A Stochastic Closure for Two-Moment Bulk Microphysics of Warm Clouds: Part I, Derivations

We propose a mathematical methodology to derive a stochastic parameterization of bulk warm cloud micro-physics properties. Unlike previous bulk parameterizations, the stochastic parameterization does not assume any particular droplet size distribution, all parameters have physical meanings which are recoverable from data, and the resultant parameterization has the flexibility to utilize a variety of collision kernels. Our strategy is a new two-fold approach to modelling the kinetic collection equation. Partitioning the droplet spectrum into cloud and rain aggregates, we represent droplet densities as the sum of a mean and a random fluctuation.
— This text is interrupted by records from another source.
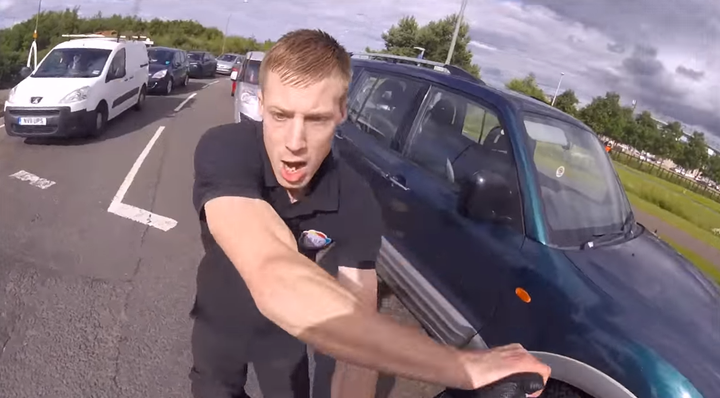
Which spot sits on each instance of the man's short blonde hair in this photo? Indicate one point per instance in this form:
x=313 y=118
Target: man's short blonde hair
x=304 y=57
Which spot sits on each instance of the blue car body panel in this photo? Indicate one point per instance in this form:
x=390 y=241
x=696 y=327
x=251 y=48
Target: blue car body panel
x=634 y=309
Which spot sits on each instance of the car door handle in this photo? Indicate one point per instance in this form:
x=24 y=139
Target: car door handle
x=398 y=181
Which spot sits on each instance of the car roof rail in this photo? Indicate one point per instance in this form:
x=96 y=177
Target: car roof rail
x=437 y=66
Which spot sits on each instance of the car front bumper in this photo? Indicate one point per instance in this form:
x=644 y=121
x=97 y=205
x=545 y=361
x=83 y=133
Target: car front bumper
x=158 y=85
x=58 y=121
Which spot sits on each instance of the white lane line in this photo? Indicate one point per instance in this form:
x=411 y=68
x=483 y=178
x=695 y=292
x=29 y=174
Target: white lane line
x=210 y=84
x=185 y=102
x=34 y=180
x=135 y=213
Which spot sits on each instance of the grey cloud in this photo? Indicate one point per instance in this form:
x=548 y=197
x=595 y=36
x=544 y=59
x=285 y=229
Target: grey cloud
x=643 y=61
x=617 y=48
x=690 y=73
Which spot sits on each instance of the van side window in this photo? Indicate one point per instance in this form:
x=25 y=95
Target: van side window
x=117 y=67
x=381 y=103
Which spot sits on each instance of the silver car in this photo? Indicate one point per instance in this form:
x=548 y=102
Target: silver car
x=246 y=101
x=225 y=63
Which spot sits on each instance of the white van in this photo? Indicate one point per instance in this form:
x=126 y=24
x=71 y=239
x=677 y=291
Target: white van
x=77 y=88
x=248 y=86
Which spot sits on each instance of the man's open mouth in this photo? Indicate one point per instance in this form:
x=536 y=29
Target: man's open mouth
x=293 y=167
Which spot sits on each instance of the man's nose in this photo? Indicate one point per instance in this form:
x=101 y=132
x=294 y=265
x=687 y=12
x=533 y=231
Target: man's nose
x=295 y=140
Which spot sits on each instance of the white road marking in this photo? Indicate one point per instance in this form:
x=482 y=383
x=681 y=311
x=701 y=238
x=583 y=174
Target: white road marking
x=210 y=84
x=135 y=213
x=34 y=180
x=185 y=102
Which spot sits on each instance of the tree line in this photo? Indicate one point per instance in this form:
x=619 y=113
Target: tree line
x=607 y=116
x=187 y=35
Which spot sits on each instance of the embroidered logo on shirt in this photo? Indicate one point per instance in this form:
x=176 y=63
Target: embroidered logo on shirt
x=313 y=240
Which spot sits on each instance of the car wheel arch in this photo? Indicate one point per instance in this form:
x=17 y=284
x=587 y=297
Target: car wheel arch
x=583 y=376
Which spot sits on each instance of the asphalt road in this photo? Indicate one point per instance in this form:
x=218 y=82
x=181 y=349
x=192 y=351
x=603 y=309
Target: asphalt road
x=93 y=302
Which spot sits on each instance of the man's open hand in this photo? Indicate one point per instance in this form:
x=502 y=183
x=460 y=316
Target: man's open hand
x=488 y=366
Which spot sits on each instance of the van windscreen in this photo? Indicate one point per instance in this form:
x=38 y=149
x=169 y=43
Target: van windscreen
x=73 y=62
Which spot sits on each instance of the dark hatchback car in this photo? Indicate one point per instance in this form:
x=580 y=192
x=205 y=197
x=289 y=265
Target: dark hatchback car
x=202 y=64
x=169 y=67
x=507 y=223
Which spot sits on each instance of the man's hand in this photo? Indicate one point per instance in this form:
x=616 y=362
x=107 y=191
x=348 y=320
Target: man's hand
x=350 y=381
x=488 y=366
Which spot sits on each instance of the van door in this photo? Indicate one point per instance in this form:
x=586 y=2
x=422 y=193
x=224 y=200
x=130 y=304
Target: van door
x=120 y=89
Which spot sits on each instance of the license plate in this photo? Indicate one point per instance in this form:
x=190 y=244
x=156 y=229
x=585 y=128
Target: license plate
x=33 y=121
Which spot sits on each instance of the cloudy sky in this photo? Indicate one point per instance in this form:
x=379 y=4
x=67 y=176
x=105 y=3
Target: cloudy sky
x=662 y=53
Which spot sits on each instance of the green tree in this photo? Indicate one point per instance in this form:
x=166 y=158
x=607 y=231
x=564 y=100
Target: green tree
x=434 y=37
x=567 y=102
x=712 y=169
x=694 y=154
x=668 y=144
x=527 y=86
x=606 y=116
x=642 y=133
x=188 y=35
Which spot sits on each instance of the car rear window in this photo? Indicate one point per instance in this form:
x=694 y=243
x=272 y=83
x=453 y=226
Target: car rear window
x=251 y=72
x=227 y=58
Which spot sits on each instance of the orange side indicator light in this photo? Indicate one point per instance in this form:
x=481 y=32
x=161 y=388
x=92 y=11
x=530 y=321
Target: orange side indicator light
x=523 y=295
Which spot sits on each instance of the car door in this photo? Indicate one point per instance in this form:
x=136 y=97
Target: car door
x=381 y=110
x=119 y=88
x=466 y=261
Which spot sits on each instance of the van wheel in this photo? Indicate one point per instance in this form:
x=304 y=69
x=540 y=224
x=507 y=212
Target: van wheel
x=141 y=99
x=99 y=121
x=169 y=87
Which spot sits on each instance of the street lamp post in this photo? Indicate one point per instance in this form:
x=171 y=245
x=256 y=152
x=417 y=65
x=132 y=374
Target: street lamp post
x=562 y=74
x=456 y=32
x=32 y=54
x=227 y=25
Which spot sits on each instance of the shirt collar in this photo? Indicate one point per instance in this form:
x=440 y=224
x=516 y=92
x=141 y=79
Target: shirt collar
x=323 y=191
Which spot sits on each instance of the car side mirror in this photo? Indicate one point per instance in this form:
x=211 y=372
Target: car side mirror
x=486 y=197
x=25 y=72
Moreover, we use a Taylor approximation for the collision kernel which allows the resulting parameterization to be independent of the collision kernel. To address the two-moment closure for bulk microphysical equations, we represent the higher (third) order terms as points in an Ornstein-Uhlenbeck-like stochastic process. These higher order terms are aggregate number concentration, and aggregate mixing ratio, fluctuations and product fluctuations on regions of a 2D space of pre-collision droplets. This 2D space is naturally partitioned into four domains, each associated with a collision process: cloud and rain self-collection, auto-conversion, and accretion. The stochastic processes in the solution to the kinetic collection equation are defined as the sum of a mean and the product of a standard deviation and a random fluctuation. An order of magnitude argument on the temporal fluctuations of the evolving cloud properties eliminates the terms containing a standard deviation and a random fluctuation from the mean evolution equations. The remaining terms form a coupled set of ODEs without any ad-hoc parameters or any assumed droplet size distributions and flexible enough to accept any collision kernel without further derivations.